Necrân Hey’eti

195

Bunlar arasında, on dördü eşraftan olmak üzere toplam altmış kişilik bir hey’etle Medine’ye gelen Necrân grubu ayrıca dikkat çekiyordu. Efendimiz (sallallahu aleyhi ve sellem) onlara mektup yazmış ve:

– Ben sizi, kullara kulluğu bırakıp da Allah’a ibadet etmeye, insanların yakınlığını bir kenara bırakıp da Allah’ın velâyetine davet ediyorum; şâyet kabul etmezseniz cizye verirsiniz. Bunu da kabullenmezseniz, bilin ki bu, sizin için savaş sebebidir! Vesselam, diyerek maksadını ifade etmişti.

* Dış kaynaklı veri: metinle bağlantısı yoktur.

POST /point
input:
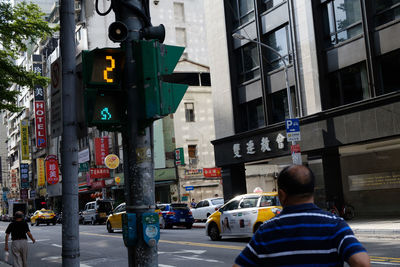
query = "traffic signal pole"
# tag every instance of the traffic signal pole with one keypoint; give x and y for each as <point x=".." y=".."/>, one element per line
<point x="69" y="147"/>
<point x="137" y="141"/>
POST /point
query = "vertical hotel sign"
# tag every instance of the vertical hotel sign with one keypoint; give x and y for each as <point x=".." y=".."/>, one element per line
<point x="40" y="117"/>
<point x="24" y="140"/>
<point x="40" y="172"/>
<point x="101" y="149"/>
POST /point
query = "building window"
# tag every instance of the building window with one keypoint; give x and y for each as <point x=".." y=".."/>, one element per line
<point x="179" y="12"/>
<point x="342" y="20"/>
<point x="278" y="105"/>
<point x="189" y="112"/>
<point x="180" y="36"/>
<point x="272" y="3"/>
<point x="248" y="62"/>
<point x="386" y="11"/>
<point x="243" y="11"/>
<point x="347" y="85"/>
<point x="389" y="73"/>
<point x="192" y="151"/>
<point x="251" y="115"/>
<point x="280" y="41"/>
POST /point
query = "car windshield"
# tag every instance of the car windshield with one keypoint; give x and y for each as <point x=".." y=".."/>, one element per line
<point x="105" y="206"/>
<point x="178" y="206"/>
<point x="218" y="201"/>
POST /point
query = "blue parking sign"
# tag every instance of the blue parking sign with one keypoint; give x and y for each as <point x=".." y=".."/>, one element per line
<point x="292" y="125"/>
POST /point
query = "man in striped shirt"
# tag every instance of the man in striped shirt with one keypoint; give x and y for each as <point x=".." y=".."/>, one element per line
<point x="302" y="234"/>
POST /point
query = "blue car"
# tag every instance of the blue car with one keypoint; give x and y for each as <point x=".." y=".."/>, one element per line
<point x="177" y="214"/>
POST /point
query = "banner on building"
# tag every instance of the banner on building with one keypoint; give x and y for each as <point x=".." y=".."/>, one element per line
<point x="13" y="174"/>
<point x="101" y="149"/>
<point x="40" y="118"/>
<point x="212" y="172"/>
<point x="23" y="193"/>
<point x="40" y="172"/>
<point x="24" y="140"/>
<point x="99" y="173"/>
<point x="24" y="175"/>
<point x="179" y="156"/>
<point x="52" y="171"/>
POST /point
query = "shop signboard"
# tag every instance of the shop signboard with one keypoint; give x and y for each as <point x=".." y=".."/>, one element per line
<point x="99" y="173"/>
<point x="52" y="170"/>
<point x="40" y="172"/>
<point x="212" y="172"/>
<point x="101" y="149"/>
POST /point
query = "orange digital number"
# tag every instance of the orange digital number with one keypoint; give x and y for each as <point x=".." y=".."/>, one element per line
<point x="111" y="68"/>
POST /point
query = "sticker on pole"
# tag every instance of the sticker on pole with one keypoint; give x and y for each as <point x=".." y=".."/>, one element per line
<point x="292" y="130"/>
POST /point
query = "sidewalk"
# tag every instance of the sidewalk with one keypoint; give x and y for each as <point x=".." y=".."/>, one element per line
<point x="370" y="226"/>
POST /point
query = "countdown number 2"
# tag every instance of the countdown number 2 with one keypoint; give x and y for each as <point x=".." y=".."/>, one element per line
<point x="109" y="69"/>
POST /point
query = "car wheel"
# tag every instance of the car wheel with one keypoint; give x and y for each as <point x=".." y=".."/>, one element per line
<point x="109" y="228"/>
<point x="213" y="232"/>
<point x="256" y="227"/>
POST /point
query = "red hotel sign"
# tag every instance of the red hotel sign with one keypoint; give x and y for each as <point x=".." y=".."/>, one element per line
<point x="40" y="123"/>
<point x="52" y="170"/>
<point x="101" y="148"/>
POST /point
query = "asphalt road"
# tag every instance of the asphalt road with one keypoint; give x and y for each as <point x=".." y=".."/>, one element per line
<point x="177" y="247"/>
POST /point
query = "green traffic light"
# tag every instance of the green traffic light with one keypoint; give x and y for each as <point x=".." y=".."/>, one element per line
<point x="105" y="114"/>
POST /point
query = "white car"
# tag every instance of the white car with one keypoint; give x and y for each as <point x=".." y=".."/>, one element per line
<point x="206" y="207"/>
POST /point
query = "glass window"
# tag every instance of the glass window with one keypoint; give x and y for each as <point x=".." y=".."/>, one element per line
<point x="248" y="67"/>
<point x="389" y="73"/>
<point x="348" y="85"/>
<point x="249" y="202"/>
<point x="279" y="108"/>
<point x="251" y="115"/>
<point x="242" y="10"/>
<point x="386" y="11"/>
<point x="280" y="41"/>
<point x="232" y="205"/>
<point x="271" y="3"/>
<point x="342" y="20"/>
<point x="189" y="112"/>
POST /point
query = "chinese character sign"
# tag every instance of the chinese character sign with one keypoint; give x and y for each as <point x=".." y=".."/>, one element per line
<point x="40" y="172"/>
<point x="24" y="140"/>
<point x="101" y="148"/>
<point x="52" y="171"/>
<point x="24" y="175"/>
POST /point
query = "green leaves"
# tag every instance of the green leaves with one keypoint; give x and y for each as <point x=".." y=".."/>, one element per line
<point x="19" y="26"/>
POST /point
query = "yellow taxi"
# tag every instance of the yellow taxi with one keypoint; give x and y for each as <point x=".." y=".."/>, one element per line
<point x="242" y="215"/>
<point x="114" y="220"/>
<point x="43" y="216"/>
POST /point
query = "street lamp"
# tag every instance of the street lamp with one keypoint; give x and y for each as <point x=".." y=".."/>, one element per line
<point x="241" y="37"/>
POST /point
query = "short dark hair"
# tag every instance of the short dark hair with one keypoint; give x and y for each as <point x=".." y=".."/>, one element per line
<point x="297" y="180"/>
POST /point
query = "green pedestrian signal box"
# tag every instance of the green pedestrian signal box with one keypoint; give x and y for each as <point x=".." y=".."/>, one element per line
<point x="154" y="60"/>
<point x="105" y="101"/>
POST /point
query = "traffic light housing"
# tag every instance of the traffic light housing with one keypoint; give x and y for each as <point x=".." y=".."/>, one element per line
<point x="154" y="60"/>
<point x="105" y="99"/>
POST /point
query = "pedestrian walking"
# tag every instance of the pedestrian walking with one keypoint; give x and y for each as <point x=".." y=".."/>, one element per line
<point x="302" y="234"/>
<point x="19" y="246"/>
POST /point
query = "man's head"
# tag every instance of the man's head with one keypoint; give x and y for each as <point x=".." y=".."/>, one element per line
<point x="19" y="215"/>
<point x="296" y="185"/>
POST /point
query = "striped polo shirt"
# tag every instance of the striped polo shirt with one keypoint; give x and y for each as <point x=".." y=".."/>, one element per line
<point x="301" y="235"/>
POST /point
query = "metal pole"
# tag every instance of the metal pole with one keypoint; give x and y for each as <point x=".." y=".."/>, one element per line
<point x="137" y="143"/>
<point x="69" y="147"/>
<point x="289" y="99"/>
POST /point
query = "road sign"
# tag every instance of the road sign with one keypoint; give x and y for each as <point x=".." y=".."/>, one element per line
<point x="293" y="130"/>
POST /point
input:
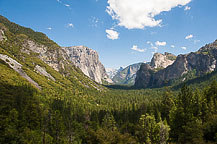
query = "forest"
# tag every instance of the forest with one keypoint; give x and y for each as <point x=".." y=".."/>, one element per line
<point x="158" y="116"/>
<point x="66" y="111"/>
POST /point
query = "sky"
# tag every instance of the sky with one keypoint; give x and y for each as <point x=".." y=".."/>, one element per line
<point x="123" y="32"/>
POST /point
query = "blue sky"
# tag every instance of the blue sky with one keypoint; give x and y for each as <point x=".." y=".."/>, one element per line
<point x="123" y="32"/>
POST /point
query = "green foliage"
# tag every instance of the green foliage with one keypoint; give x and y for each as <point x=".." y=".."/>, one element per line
<point x="70" y="110"/>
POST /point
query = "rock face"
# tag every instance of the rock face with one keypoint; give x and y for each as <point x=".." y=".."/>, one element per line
<point x="162" y="60"/>
<point x="18" y="68"/>
<point x="185" y="67"/>
<point x="88" y="61"/>
<point x="111" y="72"/>
<point x="127" y="75"/>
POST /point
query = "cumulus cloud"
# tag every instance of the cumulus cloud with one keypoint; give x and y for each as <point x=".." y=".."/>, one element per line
<point x="140" y="13"/>
<point x="196" y="41"/>
<point x="67" y="5"/>
<point x="158" y="43"/>
<point x="135" y="48"/>
<point x="70" y="25"/>
<point x="112" y="34"/>
<point x="189" y="36"/>
<point x="94" y="21"/>
<point x="187" y="8"/>
<point x="184" y="48"/>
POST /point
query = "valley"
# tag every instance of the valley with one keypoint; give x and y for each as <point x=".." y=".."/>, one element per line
<point x="63" y="95"/>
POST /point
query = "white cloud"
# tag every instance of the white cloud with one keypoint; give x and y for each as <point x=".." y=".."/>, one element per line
<point x="94" y="21"/>
<point x="67" y="5"/>
<point x="59" y="1"/>
<point x="184" y="48"/>
<point x="189" y="36"/>
<point x="112" y="34"/>
<point x="196" y="41"/>
<point x="158" y="43"/>
<point x="140" y="13"/>
<point x="135" y="48"/>
<point x="70" y="25"/>
<point x="187" y="8"/>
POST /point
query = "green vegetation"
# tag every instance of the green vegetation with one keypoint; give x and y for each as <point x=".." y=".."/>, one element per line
<point x="70" y="110"/>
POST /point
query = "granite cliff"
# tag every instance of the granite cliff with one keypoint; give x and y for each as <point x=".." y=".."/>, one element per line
<point x="185" y="67"/>
<point x="87" y="60"/>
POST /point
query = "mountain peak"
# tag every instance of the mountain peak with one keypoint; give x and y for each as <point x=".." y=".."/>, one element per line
<point x="162" y="60"/>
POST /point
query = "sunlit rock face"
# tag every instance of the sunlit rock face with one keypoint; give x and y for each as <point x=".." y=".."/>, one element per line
<point x="88" y="61"/>
<point x="195" y="63"/>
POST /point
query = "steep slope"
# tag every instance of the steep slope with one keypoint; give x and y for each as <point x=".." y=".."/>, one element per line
<point x="127" y="75"/>
<point x="40" y="58"/>
<point x="184" y="68"/>
<point x="160" y="61"/>
<point x="87" y="60"/>
<point x="111" y="72"/>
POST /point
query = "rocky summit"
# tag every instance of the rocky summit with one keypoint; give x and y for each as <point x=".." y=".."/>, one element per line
<point x="127" y="75"/>
<point x="87" y="60"/>
<point x="185" y="67"/>
<point x="162" y="60"/>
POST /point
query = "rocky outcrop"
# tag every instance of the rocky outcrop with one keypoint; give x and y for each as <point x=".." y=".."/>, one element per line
<point x="43" y="71"/>
<point x="162" y="60"/>
<point x="185" y="67"/>
<point x="111" y="72"/>
<point x="127" y="75"/>
<point x="87" y="60"/>
<point x="18" y="68"/>
<point x="82" y="57"/>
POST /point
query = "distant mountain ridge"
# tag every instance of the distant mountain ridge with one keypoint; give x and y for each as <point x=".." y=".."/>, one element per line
<point x="128" y="75"/>
<point x="185" y="67"/>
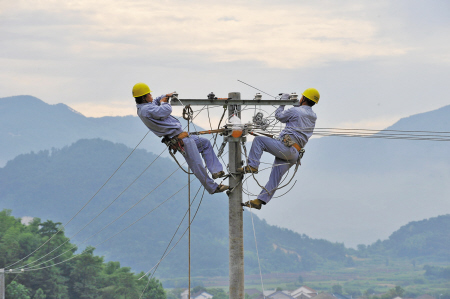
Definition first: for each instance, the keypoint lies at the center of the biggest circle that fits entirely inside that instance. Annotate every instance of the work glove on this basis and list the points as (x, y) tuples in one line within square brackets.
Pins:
[(284, 96)]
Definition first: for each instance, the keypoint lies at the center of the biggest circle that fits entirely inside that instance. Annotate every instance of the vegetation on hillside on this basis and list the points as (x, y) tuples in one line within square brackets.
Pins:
[(54, 184), (68, 276)]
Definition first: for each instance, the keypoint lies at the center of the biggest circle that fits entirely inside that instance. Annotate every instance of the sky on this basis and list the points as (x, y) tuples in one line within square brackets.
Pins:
[(373, 62)]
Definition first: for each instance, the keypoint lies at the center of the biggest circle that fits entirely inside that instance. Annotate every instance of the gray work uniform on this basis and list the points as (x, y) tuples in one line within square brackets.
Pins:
[(157, 117), (300, 122)]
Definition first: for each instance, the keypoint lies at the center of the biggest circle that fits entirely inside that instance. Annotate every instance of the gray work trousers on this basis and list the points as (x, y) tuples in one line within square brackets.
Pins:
[(194, 145), (285, 157)]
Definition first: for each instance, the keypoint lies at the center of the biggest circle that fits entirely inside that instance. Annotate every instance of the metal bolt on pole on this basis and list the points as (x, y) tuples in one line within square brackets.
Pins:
[(235, 216)]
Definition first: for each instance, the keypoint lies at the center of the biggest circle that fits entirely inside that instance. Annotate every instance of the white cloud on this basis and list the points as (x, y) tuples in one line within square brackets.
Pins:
[(279, 36)]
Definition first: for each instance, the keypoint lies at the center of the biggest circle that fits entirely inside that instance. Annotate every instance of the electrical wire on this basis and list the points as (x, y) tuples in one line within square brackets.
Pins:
[(82, 208), (195, 214), (173, 236), (117, 218)]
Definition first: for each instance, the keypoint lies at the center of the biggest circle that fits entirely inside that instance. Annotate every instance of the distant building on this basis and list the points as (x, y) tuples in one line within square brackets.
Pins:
[(201, 295), (339, 296), (252, 292), (325, 296), (273, 294), (198, 295), (304, 292)]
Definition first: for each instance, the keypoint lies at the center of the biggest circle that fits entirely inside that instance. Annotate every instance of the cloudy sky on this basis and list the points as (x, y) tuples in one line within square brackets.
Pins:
[(372, 61)]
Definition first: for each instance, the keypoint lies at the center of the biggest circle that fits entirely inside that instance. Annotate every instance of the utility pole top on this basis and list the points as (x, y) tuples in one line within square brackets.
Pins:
[(231, 101)]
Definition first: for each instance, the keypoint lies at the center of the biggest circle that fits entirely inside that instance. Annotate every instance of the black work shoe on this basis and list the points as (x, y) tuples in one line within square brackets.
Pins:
[(247, 169), (254, 204), (221, 188), (217, 175)]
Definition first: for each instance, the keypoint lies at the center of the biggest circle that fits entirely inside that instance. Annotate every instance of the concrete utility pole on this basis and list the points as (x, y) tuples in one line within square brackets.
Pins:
[(2, 284), (235, 212), (235, 217)]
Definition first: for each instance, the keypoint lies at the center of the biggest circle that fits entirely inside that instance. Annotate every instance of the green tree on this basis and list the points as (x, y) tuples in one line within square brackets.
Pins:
[(39, 294), (85, 273), (336, 289), (17, 291)]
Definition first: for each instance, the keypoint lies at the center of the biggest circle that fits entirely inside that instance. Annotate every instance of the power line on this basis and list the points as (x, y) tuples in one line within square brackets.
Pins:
[(117, 218), (100, 243), (173, 236), (82, 208)]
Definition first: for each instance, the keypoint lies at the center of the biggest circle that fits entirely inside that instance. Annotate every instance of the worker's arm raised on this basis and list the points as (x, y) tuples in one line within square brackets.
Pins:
[(284, 116)]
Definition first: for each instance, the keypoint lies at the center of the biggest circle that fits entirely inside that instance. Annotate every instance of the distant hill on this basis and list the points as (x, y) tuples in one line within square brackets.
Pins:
[(350, 190), (28, 124), (55, 184), (358, 190), (426, 238)]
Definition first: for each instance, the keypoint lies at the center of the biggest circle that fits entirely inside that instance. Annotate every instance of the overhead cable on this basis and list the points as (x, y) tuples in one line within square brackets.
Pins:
[(82, 208)]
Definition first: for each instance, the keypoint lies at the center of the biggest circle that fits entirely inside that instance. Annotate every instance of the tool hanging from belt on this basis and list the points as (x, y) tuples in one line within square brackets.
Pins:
[(287, 140), (176, 144), (188, 113)]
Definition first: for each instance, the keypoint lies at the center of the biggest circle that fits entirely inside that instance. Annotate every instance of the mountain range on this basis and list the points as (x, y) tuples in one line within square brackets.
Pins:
[(57, 184), (351, 190)]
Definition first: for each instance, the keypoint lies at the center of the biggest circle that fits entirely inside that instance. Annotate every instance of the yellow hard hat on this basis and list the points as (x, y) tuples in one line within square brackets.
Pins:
[(312, 94), (140, 89)]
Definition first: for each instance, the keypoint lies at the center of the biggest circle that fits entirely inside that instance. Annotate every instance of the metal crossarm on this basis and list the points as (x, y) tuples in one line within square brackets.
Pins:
[(233, 101)]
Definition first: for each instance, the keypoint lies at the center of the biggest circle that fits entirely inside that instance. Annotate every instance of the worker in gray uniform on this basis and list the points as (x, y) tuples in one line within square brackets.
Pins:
[(300, 122), (156, 115)]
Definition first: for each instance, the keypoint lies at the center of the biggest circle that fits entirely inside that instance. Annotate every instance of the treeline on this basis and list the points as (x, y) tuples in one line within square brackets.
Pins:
[(427, 238), (62, 273), (64, 178), (434, 272)]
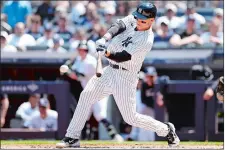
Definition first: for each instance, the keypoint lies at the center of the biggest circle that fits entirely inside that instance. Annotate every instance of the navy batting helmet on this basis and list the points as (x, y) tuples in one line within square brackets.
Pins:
[(83, 45), (145, 11)]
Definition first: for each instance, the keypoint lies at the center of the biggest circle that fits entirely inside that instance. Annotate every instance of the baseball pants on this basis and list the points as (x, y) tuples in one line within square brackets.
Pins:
[(122, 84)]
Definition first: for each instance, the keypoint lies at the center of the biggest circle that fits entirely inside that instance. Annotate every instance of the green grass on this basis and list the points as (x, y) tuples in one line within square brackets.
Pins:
[(39, 142)]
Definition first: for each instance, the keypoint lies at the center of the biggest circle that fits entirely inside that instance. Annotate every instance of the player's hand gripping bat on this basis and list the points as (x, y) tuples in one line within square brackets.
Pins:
[(99, 63)]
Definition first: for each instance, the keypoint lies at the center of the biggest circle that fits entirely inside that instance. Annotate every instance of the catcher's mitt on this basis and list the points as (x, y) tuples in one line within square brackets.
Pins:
[(220, 88)]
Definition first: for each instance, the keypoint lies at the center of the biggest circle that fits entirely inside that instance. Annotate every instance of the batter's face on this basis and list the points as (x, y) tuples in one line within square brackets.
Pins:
[(144, 24)]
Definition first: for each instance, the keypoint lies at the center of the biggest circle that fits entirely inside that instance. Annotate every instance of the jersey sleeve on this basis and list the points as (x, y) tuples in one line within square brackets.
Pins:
[(139, 46)]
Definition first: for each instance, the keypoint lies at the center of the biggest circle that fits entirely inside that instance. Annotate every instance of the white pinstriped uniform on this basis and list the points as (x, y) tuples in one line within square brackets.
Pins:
[(121, 83), (87, 67)]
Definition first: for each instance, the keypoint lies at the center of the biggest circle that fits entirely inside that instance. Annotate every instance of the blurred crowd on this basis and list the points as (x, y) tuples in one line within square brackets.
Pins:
[(60, 25)]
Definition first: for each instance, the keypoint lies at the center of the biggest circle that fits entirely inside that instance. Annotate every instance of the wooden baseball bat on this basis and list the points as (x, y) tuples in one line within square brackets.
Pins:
[(99, 65)]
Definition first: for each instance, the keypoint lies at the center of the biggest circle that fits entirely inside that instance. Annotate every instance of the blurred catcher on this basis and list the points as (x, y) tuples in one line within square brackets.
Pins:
[(78, 72)]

İşte, Allah Resûlü’nün bu mektubundan sonra Necrânlılar, meseleyi kendi aralarında müzakere etmiş ve bir hey’et göndererek durumu netleştirmelerini istemişlerdi. Şimdi ise onlar, üstlerinde ipek elbiseler giyip parmaklarına da altın yüzükler takmış olarak şair, vezir ve din adamlarıyla birlikte Medine’ye gelmişlerdi. Mescid-i Nebevî’ye girince doğu cihetine dönmüş ve duaya durup namaz kılmaya başlamışlardı. Ashâb için bu, büyük bir yanlıştı; Resûlullah’ın mescidinde yanlış bir kıbleye dönülür müydü hiç! Hemen müdahale etmek istemişlerdi. Onların bu hâlini gören hoşgörü insanı Allah Resûlü ise:

– Onları kendi hâllerine bırakın, diyecek ve ashâbını ikaz edecekti. İbadetlerini rahatlık içinde eda ettikten sonra da gelip Efendimiz’e selam vermişlerdi; selamlarını alan Efendiler Efendisi onları İslâm’a davet edecek, ancak onlar:

– Biz, sizden önce de zaten Müslüman’dık, diyerek bu davete icabet etmeyeceklerdi. Efendimiz (sallallahu aleyhi ve sellem) onlara:

– Sizi Müslüman olmaktan alıkoyan üç şey; haça ibadet etmeniz, domuz eti yemeniz ve Allah’a oğul isnat etmenizdir, diyecekti. Mescid-i Nebevî’de büyük bir gürültü kopmuştu; en temel meselelerini dile getiren Allah Resûlü’nün bu yaklaşımından hiç hoşlanmamışlardı! Efendimiz (sallallahu aleyhi ve sellem) onlara Kur’ân okuyor ve yalan yanlış anlayışlarını tadil etmeye çalışıyordu.

Ortada nebevî bir cömertlik vardı ve bu süreç, günlerce devam edecekti. Efendimiz’e soru üstüne soru soruyorlardı! Ne soruları soruya benziyor ne de aldıkları cevap karşısında takındıkları tavrın anlaşılır bir yanı vardı; sorularının ardı arkası kesilmeyince Efendimiz de onlara soru sormaya başlamış ve karşılıklı soru cevap şeklinde devam eden meclisler günlerce sürer olmuştu!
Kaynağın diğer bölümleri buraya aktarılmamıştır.